What Hambletonian day also crystallized was the dominance of trotting sire Chapter Seven. If I had my druthers, I’d wish a less fraught name for such a great horse, but maybe a rose by any other name would actually smell just as sweet.
I do take some pride in Chapter Seven’s pedigree, as his tail male (or top line) grandsire is Conway Hall, whom my wife Meg and I bred. His great grandsire is Garland Lobell, bred by yours truly, and on back to Noble Victory, the first million dollar standardbred when I syndicated him in 1964, better known as the Ming Dynasty.
Like a lot of trotters today, Chapter Seven has no close crosses in his pedigree. His first four generations have no duplicate names, making him technically an Outcross.
In case you forgot, when the sum of the generations in which the same name appears twice is six or less, that is defined as Inbreeding.
When the sum of the generations in which the same name appears twice is seven or eight, that is defined as Line Breeding.
When there is no common name that appears twice in the first four generations, that is technically defined as an Outcross.
Chapter Seven is an outcross, as are a great majority of the American Trotting breed today. What this means is there is no danger lurking ahead in the form of compromised stallion fertility, such as we experienced some 30 years ago.
What we lived through then was the result of inbreeding to the extent that the American trotter lost 17 per cent of its heterozygosity, or the variability factor.
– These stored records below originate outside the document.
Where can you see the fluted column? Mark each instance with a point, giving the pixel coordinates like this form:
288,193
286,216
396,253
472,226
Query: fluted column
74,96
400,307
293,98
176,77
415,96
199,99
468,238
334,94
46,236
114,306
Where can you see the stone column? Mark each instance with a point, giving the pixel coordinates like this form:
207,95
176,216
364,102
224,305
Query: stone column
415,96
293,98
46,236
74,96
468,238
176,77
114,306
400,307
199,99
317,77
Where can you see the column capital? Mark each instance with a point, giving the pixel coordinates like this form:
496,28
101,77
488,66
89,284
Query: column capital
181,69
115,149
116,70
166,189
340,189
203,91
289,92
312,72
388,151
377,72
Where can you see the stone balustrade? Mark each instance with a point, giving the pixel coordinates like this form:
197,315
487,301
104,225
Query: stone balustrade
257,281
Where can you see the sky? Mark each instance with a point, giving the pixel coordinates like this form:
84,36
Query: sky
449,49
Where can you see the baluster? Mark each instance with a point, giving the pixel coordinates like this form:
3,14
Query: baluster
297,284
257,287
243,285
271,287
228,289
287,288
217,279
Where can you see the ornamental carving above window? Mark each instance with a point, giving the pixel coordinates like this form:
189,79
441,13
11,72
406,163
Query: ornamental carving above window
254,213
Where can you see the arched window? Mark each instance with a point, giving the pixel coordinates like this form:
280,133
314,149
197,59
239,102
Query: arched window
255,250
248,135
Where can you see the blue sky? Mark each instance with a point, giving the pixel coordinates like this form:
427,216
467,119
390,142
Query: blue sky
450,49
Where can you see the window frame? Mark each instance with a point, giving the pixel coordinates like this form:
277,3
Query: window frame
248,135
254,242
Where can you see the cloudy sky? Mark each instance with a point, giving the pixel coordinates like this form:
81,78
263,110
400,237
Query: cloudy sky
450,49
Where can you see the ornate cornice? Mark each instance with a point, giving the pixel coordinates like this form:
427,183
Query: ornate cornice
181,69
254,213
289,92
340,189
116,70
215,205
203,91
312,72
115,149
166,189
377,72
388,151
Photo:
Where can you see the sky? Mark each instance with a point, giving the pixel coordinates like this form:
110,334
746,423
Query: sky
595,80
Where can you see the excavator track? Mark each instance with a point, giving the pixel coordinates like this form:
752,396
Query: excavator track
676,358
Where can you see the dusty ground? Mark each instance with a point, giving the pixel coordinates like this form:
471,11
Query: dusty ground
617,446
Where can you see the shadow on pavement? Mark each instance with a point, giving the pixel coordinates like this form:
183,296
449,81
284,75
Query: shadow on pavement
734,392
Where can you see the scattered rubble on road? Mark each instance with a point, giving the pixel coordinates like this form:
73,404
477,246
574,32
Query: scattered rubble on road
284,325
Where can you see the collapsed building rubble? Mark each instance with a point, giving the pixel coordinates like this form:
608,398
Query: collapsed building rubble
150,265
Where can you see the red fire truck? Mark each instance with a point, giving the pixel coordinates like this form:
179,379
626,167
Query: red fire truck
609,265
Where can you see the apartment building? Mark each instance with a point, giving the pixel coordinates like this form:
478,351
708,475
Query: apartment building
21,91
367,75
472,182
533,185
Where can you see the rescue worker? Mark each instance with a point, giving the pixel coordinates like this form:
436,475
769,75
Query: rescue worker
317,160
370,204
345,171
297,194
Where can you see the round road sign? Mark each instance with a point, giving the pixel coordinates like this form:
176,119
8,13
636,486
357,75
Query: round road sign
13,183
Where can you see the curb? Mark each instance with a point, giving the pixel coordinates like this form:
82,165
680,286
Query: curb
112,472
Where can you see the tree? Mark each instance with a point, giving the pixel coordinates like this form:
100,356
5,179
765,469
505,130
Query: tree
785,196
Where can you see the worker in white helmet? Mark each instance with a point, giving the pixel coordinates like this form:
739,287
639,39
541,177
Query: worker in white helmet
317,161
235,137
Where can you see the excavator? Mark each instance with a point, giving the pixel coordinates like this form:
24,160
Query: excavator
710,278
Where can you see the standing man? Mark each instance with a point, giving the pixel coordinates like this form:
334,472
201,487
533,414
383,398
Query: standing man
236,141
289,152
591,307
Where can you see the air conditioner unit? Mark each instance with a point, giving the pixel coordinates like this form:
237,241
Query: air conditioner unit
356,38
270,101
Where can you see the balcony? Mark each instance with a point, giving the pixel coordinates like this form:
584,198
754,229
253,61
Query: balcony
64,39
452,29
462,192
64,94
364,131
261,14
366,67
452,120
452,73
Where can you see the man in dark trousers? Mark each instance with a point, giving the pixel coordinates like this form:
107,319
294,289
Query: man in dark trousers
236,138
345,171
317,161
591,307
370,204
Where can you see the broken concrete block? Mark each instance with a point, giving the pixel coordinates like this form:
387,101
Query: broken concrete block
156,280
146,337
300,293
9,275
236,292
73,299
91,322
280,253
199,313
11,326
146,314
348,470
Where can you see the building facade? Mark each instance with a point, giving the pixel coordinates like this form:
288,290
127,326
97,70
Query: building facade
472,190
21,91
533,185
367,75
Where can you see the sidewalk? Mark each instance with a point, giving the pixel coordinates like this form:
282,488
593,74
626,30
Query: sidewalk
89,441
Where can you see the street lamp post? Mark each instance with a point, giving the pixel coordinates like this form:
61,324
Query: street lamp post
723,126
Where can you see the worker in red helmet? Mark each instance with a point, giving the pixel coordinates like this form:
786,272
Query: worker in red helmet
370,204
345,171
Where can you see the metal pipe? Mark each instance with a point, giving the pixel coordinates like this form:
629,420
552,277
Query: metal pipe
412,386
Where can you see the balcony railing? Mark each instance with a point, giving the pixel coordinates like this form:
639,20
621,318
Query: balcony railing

The first manifestation of that condition is the loss of stallion fertility, as all of us who struggled with sons and grandsons vividly remember.
Not only does Chapter Seven have a totally Outcross pedigree, so does his fast, gelding son Cool Papa Bell. (In case you don’t know your baseball, James Thomas Bell, aka Cool Papa, was a star of the Negro Baseball League. Because of his color, he never played in organized, white baseball. In 1974, he was elected to the Baseball Hall of Fame.)
Forgive a personal note here. I was thrilled for Todd McCarthy, a new friend, who maybe will do a redux next year with a colt I’m close to.
Cool Papa Bell’s pedigree has no close crosses whatever, except for the influence of another great ball player, Charlie Keller. Two of the granddams on both sides of his pedigree go straight back to their granddam, Yankee Duchess.
Yankee Duchess is a daughter of China L, the first mare Keller ever bought. He paid $1,600 for her at one of Joe Eyler’s auctions at Thurmont, MD. Eyler got Keller into our business after the latter retired from baseball.
China L was a great bred mare whom Eyler had begged into the sale from an understanding executor of the W. N. Reynolds Estate. Keller could not only have bought his foundation mare that afternoon, he could have also bought a push lawn mower, a bicycle sans hub caps, and several bags rumored to contain dog food, with nothing guaranteed.
When Joe Eyler put on a sale, there was something for everyone. Although it was not exactly last week, I still remember it well because I was standing close to Keller and Jim Harrison when he bought his new vocation.
Finally, I ask an indulgence. I was watching Hambletonian Day on RTN, and during the warm-ups for the big dance, the camera at one point fastened on Tim Tetrick and Rebuff.
As a horseman, I can instantly spot a pair of good hands, as Tetrick is blessed with. The camera caught him barely tightening the lines, starting from a walk, and then stayed with the two of them as Rebuff effortlessly changed gears a he hit his full stride.
And what I saw then was something of incredible beauty. Rebuff was trotting the way every horseman’s dream horse trots. So it doesn’t matter to me that Rebuff didn’t get any money in the race that counts more than any other race. Just as it won’t matter to this kid if he doesn’t win another race in his life.
I’m saying right here and now that Rebuff is going to be the world’s next great trotting sire. And if I happen to be wrong, feel free to tell me so, assuming you’re able to find me, which by then I seriously doubt, but good luck trying.